Wordsworth welcomes the cuckoo bird with a sense of familiarity, as he says he has heard him before. She will be a part of the rocks, the earth, the heaven, the glades, the mountain springs, the clouds, the trees, and the storms. The poem is set in a green valley, surrounded by hills. Historical Context William Wordsworth was not without his share of loss. The twofold shout that he hears is something that is exclusive to the cuckoo, hence the poet reaches his conclusion. Legacy William Wordsworth was the central figure in the English Romantic revolution in poetry.
Each stanza has six lines. Accordingly we see the bulk of mankind, actuated by these fatal prejudices, even more ready to lay themselves under the feet of the great than the great are to trample upon them. This experience of wandering as a cloud was either a dream or a vision, a glimpse of heaven. If not, then others vanish into air. A place with such enchanting contradictions is place that is fit for the cuckoo. Critical analysis or appreciation: This poem is very simple, and it is considered one of the loveliest and most famous in the Wordsworth canon.

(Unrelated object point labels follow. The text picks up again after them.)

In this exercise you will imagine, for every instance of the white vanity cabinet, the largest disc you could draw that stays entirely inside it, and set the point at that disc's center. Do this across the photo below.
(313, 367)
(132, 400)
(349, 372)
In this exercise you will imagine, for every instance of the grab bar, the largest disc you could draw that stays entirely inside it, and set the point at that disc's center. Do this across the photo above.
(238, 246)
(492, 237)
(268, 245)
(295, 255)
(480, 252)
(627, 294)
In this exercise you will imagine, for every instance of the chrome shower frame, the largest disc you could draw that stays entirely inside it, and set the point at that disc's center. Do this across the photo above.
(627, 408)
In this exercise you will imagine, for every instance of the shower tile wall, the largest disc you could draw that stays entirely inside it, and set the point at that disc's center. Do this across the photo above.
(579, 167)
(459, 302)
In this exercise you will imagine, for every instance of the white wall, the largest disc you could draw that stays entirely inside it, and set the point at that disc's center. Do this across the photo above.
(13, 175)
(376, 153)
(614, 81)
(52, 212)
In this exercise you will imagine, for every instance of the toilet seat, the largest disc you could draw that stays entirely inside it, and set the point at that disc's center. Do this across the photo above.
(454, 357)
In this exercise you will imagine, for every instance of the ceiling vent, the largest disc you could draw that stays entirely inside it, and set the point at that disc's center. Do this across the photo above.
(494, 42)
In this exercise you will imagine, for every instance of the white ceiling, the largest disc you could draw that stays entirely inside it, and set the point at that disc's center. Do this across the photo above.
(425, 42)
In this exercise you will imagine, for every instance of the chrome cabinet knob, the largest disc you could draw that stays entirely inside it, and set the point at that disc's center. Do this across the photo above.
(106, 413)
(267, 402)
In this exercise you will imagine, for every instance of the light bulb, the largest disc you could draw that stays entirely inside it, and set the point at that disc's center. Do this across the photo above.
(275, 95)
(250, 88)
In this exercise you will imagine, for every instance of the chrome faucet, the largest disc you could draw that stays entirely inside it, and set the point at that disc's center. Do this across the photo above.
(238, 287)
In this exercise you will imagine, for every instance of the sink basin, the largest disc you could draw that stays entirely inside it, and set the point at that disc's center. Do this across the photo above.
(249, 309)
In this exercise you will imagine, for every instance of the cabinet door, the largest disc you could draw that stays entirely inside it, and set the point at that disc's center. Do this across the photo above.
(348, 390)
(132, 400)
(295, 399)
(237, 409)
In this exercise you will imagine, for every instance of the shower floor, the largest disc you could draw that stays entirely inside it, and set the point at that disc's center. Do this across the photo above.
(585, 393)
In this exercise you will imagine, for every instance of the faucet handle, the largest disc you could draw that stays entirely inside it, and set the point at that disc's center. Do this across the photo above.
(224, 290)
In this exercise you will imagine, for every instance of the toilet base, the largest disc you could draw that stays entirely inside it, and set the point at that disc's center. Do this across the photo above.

Wordsworth believed that the city life made the masses dull and stagnant — it had reduced them to overworked machines who failed to appreciate the simple beauty of life. However, this experience has obvious, long term effects on the speaker. Nature is given an interesting role here. By being so comfortable being lost in a crowd of daffodils reveals that he may not be so comfortable being in a crowd of people. Poems cannot be composed at the moment when emotion is first experienced. This poem is also known as 'The Education of Nature', and is considered one of the Lucy poems.
The tone of the poet is overtly nostalgic in these lines as he clearly expresses his unfulfilled desire to get a glimpse of the origin of the voice that he remembers from his boyhood. He was not to see his daughter Caroline until she was nine. The poem becomes a beautiful elegy written to a woman who has died and who Wordsworth admired not only for her beauty, but also for her connection to nature, which Wordsworth felt was the highest possible achievement. Wordsworth went on a walking tour of France in 1790 and returned the following year and had an affair with Annette Vallon, the result of which was an illegitimate daughter, Ann Caroline. It is generally accepted that the quality of his verse fell off as he grew more distant from the sources of his inspiration and as his Anglican and Tory hardened into orthodoxy. She shall be sportive as the fawn That wild with glee across the lawn, Or up the mountain springs; And her's shall be the breathing balm, And her's the silence and the calm Of mute insensate things.
She claims the flower and wants to make her mature lady of nature upon whom she showers her greatest benefits of grace and beauty. The meter of this poem is iambic. And I can listen to thee yet; Can lie upon the plain And listen, till I do beget That golden time again. Lucy is not passively molded by nature, but she is given all the necessary thoughts of growth. Now having come to realise the power and force it has upon mans emotions and actions, I realised the thoughts of other people when studying the work of William Wordsworth and Robert Frost. Three Years She Grew in Sun and Shower by William Wordsworth: Summary and Analysis William Wordsworth's poem Three Years She Grew in Sun and Shower, is a lyrical elegy on the untimely demise of Lucy. Wordsworth is one of the first Romantic Era poets.